Late this week, Capital was informed that about five of the seven banks have settled their arrears and are back to the normal operation.
“My personal estimation is that banks get in this problem in relation to the issue of their internal management. When they get in to commitment they are supposed to look in to the inflow and out flow of their resource,” Fikadu commented explaining the reason why banks get in difficulty regarding defaulting on the settlement of LC or other payment modalities.
He said that some correspondent banks may not show interest to work with some local banks, which doesn’t have good reputation on settle their commitment, “that is the reason we are controlling banks with directives, not to get on commitment against their capacity.”
“As a country we don’t have a given default rate, but some banks are now being seen getting in trouble.
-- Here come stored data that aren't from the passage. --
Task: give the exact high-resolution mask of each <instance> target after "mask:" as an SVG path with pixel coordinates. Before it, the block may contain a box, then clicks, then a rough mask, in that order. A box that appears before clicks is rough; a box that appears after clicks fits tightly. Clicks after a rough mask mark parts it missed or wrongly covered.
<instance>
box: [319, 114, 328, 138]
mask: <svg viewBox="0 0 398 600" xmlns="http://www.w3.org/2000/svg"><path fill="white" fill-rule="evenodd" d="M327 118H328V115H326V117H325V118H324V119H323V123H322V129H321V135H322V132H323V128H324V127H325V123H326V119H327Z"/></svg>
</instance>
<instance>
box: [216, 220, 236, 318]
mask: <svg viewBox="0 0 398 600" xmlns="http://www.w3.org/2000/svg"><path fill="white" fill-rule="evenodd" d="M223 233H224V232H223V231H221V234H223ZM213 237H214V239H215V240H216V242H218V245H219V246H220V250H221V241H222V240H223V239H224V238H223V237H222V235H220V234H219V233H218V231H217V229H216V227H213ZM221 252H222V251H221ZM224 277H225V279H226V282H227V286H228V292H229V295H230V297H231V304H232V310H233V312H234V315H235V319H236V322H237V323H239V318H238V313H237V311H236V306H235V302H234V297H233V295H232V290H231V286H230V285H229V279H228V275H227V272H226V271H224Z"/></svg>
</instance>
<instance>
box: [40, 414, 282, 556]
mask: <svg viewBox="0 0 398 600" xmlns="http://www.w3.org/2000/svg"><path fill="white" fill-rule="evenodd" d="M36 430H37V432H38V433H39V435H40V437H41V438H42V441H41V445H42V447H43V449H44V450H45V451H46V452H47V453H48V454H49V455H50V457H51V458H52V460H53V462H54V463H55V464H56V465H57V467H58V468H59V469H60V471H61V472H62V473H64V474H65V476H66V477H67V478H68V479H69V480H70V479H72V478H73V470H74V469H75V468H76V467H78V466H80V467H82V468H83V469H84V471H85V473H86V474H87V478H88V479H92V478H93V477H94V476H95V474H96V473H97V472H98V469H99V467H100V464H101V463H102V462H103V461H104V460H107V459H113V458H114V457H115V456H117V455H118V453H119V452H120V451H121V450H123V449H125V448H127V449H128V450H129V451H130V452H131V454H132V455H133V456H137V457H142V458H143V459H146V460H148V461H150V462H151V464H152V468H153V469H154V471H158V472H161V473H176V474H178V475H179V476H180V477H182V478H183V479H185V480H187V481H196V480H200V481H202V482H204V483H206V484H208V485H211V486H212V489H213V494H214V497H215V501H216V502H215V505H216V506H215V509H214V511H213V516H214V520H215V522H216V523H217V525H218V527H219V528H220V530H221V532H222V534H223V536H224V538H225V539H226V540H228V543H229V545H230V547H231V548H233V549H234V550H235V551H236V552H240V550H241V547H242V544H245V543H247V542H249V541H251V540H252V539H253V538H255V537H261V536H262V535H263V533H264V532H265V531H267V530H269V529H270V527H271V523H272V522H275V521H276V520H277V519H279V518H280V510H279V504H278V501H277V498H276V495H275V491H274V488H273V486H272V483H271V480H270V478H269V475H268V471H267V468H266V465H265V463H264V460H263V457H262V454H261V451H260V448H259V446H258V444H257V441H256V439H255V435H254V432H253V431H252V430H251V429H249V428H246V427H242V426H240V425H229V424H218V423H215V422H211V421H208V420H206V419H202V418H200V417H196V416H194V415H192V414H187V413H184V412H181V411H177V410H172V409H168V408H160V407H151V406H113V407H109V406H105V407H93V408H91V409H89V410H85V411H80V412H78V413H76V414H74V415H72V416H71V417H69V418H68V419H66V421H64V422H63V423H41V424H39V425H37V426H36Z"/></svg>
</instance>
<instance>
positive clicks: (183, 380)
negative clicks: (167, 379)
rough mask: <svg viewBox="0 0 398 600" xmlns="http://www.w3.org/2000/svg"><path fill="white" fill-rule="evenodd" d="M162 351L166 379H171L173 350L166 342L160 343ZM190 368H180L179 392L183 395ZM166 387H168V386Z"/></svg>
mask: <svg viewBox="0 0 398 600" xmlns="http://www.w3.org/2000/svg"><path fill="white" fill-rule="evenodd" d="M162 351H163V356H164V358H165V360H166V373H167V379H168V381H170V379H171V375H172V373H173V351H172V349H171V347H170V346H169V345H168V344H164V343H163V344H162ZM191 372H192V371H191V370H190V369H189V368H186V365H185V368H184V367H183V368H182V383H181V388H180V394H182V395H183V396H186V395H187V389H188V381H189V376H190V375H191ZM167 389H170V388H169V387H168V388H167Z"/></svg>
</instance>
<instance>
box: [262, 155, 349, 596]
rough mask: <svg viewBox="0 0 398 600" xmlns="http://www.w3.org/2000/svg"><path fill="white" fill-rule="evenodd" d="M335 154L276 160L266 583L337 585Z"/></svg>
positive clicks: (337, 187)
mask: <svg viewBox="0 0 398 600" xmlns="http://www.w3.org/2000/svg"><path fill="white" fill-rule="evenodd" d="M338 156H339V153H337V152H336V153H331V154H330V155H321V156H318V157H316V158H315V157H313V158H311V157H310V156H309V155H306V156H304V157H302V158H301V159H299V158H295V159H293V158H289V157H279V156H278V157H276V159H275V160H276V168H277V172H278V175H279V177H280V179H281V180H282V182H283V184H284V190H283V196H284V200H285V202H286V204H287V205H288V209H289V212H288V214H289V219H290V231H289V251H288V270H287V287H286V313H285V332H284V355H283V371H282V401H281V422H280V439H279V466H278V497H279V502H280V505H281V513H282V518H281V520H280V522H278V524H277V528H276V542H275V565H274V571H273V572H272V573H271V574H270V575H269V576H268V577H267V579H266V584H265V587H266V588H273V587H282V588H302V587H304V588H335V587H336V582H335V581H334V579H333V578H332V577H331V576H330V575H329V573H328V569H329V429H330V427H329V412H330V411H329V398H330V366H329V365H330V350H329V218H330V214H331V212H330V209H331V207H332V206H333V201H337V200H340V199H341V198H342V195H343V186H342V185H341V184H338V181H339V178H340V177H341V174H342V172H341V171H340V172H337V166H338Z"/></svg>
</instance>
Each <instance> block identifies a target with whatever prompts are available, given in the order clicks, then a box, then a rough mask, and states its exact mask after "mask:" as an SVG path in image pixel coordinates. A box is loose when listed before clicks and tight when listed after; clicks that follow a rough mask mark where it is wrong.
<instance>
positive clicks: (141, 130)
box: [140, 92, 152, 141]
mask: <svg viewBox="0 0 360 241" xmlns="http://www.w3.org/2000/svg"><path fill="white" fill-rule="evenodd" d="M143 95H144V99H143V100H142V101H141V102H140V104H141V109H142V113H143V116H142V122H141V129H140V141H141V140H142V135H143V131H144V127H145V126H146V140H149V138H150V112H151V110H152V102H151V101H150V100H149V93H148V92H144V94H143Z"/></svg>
We have advised them to correct the new trend, while if they tried to continue we will be forced to penalize them as per the regulation,” the Chief Economist told Capital.
He said that these banks shall focus and undertake domestic businesses that would allow them to continue on profitability.
About the latest measure that NBE taken on some banks, Fikadu said that the regulatory body preferred consulting them to correct the operation before taking measures. “While at some point we have to act and taking measures on those who are abusing the rule of the system more than once and are unable to retract,” he explained the reason as to why NBE takes measure on some banks.
Fikadu added that the sector is supposed to be followed closely to assure that the relation with correspondent is healthy.
The World Bank Group private wing International Financial Corporation last year estimated that every year, Ethiopian banks end-up with outstanding LC accrued between USD 200 to 300 million payable to foreign banks. However, no defaults were recorded by Ethiopian banks except for the eventual delays.